CHILDREN IN Ireland who are suffering from cancer have had their chemotherapy sessions delayed due to a lack of beds in Crumlin Hospital.
Ireland's largest children's hospital have had to turn away young patients-- who were due to receive treatment for cancer-- five times this month alone, according to The Irish Times.
The hospital have cited a lack of beds due to a viral respiratory illness which is affecting a high number of children as the reason for postponing vital cancer treatment.

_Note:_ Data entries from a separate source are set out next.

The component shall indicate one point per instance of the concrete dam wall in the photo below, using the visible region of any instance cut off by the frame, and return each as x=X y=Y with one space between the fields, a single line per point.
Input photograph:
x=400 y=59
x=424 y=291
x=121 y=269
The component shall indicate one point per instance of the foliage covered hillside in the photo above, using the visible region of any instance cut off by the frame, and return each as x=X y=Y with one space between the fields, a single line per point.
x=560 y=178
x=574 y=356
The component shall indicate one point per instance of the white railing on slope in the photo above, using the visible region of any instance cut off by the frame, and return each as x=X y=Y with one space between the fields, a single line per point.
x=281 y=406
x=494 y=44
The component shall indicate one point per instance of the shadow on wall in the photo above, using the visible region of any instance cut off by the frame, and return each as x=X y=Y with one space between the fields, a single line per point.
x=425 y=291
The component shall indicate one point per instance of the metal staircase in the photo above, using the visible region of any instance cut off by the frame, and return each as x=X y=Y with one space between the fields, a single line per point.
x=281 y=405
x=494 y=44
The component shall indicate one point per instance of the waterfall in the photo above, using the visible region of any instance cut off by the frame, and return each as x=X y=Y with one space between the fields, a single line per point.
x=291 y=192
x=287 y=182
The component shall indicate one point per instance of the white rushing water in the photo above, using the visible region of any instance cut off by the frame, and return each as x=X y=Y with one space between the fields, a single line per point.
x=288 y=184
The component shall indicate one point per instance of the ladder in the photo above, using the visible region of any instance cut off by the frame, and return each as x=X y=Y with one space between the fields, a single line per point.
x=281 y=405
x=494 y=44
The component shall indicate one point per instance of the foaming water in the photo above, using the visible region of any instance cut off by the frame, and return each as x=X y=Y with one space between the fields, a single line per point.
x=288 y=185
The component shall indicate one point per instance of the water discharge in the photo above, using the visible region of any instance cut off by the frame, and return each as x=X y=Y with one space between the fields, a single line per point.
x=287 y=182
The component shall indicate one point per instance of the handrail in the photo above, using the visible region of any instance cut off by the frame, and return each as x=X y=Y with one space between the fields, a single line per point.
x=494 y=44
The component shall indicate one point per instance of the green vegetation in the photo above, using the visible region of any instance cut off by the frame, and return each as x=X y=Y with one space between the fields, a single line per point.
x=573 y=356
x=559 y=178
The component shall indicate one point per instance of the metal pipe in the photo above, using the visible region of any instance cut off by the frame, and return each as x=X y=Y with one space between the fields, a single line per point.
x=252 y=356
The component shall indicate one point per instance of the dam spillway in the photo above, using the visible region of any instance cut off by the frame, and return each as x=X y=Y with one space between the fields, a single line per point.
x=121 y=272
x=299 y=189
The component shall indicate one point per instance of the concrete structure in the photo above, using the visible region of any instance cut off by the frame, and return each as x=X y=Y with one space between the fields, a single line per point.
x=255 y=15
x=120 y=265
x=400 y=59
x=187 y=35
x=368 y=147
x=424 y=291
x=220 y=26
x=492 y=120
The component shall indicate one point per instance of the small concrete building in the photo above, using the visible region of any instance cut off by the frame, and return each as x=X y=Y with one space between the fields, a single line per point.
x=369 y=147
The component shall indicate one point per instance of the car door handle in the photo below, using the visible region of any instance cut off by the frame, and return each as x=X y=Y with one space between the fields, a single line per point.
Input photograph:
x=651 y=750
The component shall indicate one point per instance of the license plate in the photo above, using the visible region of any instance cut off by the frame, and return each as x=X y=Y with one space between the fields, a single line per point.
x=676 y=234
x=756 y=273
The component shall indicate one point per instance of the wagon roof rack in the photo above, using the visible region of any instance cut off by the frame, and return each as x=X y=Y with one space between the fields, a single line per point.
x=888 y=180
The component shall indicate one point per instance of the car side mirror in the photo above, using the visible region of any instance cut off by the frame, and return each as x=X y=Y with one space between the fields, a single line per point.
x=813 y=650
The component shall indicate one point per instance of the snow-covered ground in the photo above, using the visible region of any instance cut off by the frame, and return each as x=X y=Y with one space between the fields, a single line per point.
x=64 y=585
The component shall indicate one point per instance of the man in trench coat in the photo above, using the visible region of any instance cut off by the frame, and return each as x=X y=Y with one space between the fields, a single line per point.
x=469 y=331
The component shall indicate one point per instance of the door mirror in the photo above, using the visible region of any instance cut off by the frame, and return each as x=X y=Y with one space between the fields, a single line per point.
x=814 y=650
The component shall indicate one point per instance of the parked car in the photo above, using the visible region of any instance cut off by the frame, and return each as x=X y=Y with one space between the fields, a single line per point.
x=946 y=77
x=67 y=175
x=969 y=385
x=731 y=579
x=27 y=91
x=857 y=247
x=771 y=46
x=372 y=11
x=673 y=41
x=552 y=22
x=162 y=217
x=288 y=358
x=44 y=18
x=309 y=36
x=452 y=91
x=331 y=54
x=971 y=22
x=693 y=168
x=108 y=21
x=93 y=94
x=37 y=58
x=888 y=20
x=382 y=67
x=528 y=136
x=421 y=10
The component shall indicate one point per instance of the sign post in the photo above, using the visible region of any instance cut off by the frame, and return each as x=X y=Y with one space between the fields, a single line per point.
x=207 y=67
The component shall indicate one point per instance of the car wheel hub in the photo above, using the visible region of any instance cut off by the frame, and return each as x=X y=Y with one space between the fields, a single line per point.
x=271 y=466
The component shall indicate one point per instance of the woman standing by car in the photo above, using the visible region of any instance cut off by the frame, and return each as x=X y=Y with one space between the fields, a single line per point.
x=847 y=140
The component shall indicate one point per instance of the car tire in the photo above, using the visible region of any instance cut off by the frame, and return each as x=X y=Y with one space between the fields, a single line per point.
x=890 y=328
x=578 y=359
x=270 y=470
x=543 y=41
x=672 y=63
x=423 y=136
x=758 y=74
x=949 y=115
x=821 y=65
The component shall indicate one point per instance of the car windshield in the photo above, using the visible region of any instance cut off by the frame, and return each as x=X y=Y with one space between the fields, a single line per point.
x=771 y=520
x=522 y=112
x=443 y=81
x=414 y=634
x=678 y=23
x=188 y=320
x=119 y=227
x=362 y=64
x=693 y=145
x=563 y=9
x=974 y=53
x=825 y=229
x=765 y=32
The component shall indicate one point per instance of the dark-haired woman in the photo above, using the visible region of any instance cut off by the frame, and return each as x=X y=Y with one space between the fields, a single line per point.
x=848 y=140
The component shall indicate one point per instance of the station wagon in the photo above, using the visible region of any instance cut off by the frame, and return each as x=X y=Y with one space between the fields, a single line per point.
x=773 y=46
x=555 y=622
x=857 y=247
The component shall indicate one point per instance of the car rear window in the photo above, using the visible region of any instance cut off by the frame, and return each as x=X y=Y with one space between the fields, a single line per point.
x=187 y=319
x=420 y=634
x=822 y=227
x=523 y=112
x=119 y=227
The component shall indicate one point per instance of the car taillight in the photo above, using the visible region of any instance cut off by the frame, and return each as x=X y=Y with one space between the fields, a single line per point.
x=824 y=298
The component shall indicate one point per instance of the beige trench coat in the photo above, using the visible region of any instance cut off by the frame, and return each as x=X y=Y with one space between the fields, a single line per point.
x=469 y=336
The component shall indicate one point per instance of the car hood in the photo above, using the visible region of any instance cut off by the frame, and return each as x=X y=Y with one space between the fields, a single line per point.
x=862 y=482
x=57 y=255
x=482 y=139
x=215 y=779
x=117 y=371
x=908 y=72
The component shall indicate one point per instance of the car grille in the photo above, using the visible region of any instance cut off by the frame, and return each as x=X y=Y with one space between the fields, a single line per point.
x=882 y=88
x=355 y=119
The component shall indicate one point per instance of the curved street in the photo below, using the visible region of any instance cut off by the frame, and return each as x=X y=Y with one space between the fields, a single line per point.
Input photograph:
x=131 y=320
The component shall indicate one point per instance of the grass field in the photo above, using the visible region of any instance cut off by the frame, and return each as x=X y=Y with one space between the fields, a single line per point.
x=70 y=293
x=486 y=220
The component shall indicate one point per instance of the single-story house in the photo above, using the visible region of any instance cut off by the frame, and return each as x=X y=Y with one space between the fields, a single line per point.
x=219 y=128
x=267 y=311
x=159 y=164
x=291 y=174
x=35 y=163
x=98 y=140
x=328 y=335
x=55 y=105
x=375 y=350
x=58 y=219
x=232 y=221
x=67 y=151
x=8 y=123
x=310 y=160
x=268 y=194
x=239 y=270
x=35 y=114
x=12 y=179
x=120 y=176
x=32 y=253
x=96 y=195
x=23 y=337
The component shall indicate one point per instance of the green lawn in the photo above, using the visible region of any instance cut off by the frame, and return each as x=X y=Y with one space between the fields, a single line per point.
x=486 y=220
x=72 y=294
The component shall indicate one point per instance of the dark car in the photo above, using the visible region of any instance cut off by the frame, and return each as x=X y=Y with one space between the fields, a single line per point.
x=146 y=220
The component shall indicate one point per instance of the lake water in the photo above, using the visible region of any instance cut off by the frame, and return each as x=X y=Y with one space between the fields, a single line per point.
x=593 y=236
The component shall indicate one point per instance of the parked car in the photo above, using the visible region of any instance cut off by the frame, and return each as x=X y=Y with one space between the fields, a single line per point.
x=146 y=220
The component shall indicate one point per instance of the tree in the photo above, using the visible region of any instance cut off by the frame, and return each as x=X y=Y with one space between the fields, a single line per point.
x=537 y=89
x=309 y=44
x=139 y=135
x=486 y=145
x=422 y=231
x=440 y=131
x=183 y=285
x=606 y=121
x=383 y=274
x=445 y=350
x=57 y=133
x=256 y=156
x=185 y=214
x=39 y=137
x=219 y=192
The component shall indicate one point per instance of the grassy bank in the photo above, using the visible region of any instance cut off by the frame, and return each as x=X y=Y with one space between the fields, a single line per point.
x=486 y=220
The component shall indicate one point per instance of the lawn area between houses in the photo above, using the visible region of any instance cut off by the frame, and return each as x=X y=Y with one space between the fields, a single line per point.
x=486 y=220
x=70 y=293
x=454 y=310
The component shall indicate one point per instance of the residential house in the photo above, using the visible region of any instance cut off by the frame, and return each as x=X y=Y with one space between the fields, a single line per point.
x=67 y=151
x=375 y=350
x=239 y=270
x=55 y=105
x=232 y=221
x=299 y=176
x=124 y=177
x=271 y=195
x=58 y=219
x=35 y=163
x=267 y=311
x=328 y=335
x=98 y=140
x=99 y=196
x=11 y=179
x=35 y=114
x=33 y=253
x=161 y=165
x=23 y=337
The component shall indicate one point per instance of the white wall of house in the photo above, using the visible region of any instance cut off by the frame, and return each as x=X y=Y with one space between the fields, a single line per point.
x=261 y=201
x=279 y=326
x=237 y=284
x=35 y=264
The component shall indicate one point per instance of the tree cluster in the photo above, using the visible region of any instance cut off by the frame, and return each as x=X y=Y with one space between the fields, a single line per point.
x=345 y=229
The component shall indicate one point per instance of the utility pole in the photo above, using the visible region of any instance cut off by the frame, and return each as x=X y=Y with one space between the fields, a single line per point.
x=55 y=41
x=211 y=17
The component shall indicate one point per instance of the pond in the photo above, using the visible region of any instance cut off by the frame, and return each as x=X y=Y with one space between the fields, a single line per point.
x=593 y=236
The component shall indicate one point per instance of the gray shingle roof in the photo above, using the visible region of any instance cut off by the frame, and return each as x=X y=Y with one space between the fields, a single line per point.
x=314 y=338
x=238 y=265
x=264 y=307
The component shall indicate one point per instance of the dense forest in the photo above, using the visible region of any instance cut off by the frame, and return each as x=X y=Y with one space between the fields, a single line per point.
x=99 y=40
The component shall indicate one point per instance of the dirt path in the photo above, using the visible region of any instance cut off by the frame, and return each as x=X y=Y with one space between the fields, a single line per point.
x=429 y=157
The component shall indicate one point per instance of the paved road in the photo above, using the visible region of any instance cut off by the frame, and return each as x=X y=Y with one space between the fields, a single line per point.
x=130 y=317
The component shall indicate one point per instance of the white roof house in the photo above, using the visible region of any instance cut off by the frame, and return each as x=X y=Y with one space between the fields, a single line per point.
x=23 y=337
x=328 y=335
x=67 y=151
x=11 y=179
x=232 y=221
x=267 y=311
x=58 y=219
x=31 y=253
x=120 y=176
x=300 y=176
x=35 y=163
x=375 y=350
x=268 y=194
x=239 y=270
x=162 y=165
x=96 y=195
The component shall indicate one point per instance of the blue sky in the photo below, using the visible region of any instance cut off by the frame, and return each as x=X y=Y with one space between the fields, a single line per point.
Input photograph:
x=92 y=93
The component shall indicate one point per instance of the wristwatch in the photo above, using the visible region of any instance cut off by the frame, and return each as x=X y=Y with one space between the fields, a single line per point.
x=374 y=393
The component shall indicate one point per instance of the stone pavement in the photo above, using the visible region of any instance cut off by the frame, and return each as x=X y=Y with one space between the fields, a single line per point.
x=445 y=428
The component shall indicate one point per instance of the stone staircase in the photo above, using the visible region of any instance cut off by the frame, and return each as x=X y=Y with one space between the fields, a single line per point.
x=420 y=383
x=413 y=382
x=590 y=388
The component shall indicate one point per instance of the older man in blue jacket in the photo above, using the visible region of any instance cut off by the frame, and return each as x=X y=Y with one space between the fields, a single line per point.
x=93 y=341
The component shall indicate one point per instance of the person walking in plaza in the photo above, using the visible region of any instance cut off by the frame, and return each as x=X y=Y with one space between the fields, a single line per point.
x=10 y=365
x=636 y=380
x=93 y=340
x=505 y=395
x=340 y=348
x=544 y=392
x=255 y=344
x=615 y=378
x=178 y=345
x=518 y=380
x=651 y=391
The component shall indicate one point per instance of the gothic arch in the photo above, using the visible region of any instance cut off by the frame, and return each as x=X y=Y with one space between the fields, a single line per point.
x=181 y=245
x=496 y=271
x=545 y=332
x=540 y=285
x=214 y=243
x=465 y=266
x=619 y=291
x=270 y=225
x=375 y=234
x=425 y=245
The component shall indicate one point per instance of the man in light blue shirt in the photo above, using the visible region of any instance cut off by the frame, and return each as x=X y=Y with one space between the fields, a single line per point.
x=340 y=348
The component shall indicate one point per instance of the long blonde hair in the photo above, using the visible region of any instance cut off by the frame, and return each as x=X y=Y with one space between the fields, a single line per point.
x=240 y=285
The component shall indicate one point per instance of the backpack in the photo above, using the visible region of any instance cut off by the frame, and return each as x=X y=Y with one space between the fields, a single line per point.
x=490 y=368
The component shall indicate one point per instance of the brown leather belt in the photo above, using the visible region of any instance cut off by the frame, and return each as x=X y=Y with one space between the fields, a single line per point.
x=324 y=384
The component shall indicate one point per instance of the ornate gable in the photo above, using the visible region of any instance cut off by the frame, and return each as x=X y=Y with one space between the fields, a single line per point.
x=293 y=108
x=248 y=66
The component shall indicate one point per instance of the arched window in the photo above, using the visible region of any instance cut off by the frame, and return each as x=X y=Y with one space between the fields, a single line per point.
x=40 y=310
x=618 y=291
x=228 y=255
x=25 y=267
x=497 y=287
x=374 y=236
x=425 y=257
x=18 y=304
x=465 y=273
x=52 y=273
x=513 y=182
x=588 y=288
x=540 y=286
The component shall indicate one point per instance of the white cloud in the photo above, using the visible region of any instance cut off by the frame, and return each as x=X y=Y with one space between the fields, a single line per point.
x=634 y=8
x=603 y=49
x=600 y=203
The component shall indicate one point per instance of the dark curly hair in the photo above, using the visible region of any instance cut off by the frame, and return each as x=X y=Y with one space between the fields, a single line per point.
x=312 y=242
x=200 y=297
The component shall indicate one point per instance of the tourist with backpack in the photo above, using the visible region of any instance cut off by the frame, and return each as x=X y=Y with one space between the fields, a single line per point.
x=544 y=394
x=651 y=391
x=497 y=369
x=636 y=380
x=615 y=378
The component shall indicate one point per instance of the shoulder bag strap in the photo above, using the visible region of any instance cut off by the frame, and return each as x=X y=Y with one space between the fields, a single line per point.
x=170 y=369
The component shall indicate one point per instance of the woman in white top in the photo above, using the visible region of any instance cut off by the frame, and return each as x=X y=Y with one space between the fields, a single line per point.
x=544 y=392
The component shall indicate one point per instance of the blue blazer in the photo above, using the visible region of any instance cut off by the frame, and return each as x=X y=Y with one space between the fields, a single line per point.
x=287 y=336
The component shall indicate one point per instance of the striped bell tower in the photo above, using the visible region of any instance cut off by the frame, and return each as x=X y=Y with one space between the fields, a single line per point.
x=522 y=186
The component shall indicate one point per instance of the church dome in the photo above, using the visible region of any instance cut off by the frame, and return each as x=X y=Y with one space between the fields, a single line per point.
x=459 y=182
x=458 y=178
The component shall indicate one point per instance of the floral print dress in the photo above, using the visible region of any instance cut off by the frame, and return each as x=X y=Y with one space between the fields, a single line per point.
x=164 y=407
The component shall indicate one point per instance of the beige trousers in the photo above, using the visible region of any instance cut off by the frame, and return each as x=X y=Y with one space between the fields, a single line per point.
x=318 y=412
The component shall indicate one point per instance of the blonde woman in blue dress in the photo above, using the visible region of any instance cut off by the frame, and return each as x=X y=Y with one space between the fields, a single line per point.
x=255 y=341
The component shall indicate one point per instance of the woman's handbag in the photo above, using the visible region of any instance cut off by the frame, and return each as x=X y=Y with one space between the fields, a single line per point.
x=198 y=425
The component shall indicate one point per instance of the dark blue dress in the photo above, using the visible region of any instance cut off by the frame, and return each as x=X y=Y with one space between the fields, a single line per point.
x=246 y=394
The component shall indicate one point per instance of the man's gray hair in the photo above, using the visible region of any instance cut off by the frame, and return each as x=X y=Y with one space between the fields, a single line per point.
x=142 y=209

Of the five children who had their chemotherapy delayed this month, three were pushed back by one day and two were delayed for two days, a spokesperson for the hospital confirmed to The Irish Times, saying that Crumlin "sincerely regrets that on occasion deferment of planned admission occurs".
The spokesperson went on to say that "the decision to delay admission is not undertaken lightly" and that all affected children are now back on their planned schedule of treatement.
John Glynn, of childhood cancer charity The Gavin Glynn Foundation, has said that parents of sick children had also been told "sorry, we don't have any staff available to administer the chemo".
Just got message from another family who’s child was due to have their chemotherapy today in Crumlin hospital and was told “sorry we don’t have any staff available to administer the chemo” ... WTF country are we living in🤬 #kidsgetcancertoo #fightforourkids
— JOHN GLYNN (@JOHNGLYNN1) December 12, 2019
Fianna Fáil health spokesman and TD Stephen Donnelly has called the situation "outrageous" and added:
"This causes cruel and needless stress for vulnerable families".